失業保険の計算はどの期間が対象?退職前の収入が少ない月がある場合の正しい扱い

社会保険

失業保険(基本手当)の金額は「退職前6か月の賃金」を基に計算されるとされていますが、その6か月の中に欠勤や無給の月が含まれる場合、どのように扱われるのか分かりにくい部分があります。本記事では、失業保険の計算方法と、収入が少ない月がある場合の考え方について整理します。

失業保険の基本的な計算方法

失業保険の基本手当は、原則として「離職前6か月の賃金総額」を180日で割って算出される賃金日額をもとに決定されます。

この「6か月」は、単純に暦上の6か月ではなく、賃金が支払われた期間の合計として扱われます。
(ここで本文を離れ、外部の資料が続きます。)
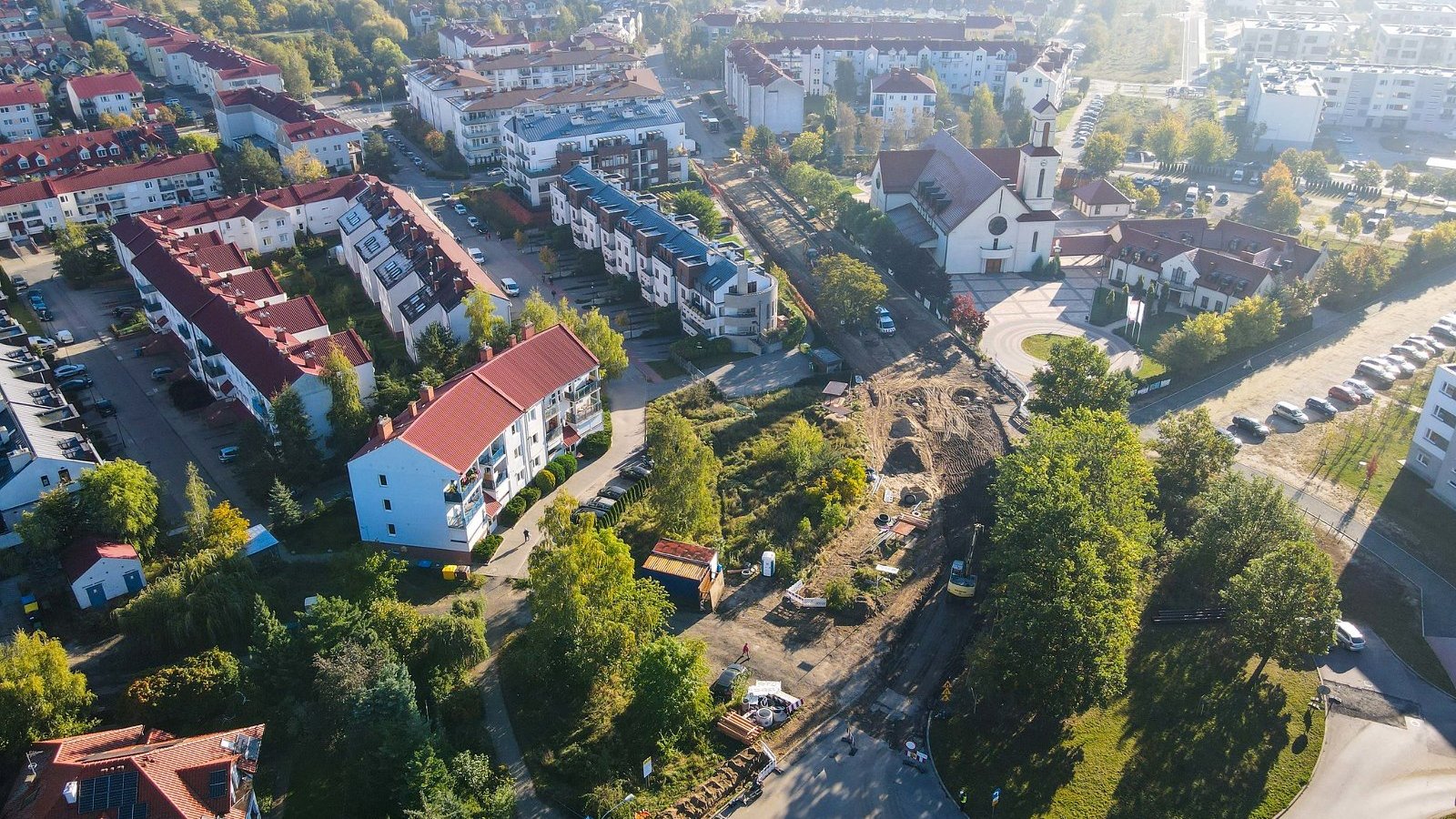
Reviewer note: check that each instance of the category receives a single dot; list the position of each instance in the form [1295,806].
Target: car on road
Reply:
[1290,413]
[1251,426]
そのため、完全に無給の月がある場合でも、それが自動的に計算から外れるわけではありません。

欠勤や無給月はどう扱われるのか

退職前に欠勤が多く、給与がほとんど発生していない月があった場合、その月は「賃金がゼロまたは極めて少ない月」として計算対象に含まれます。

つまり、単純に「6か月分が自動で4か月になる」といった仕組みではありません。

賃金の支払いがあった日や金額に基づいて計算されるため、欠勤が多いと平均賃金は下がる方向に影響します。

「6か月」が満たないケースはどうなるのか

基本的には、退職前の賃金支払対象期間が6か月に満たない場合でも、実際に賃金が支払われた期間をもとに計算されます。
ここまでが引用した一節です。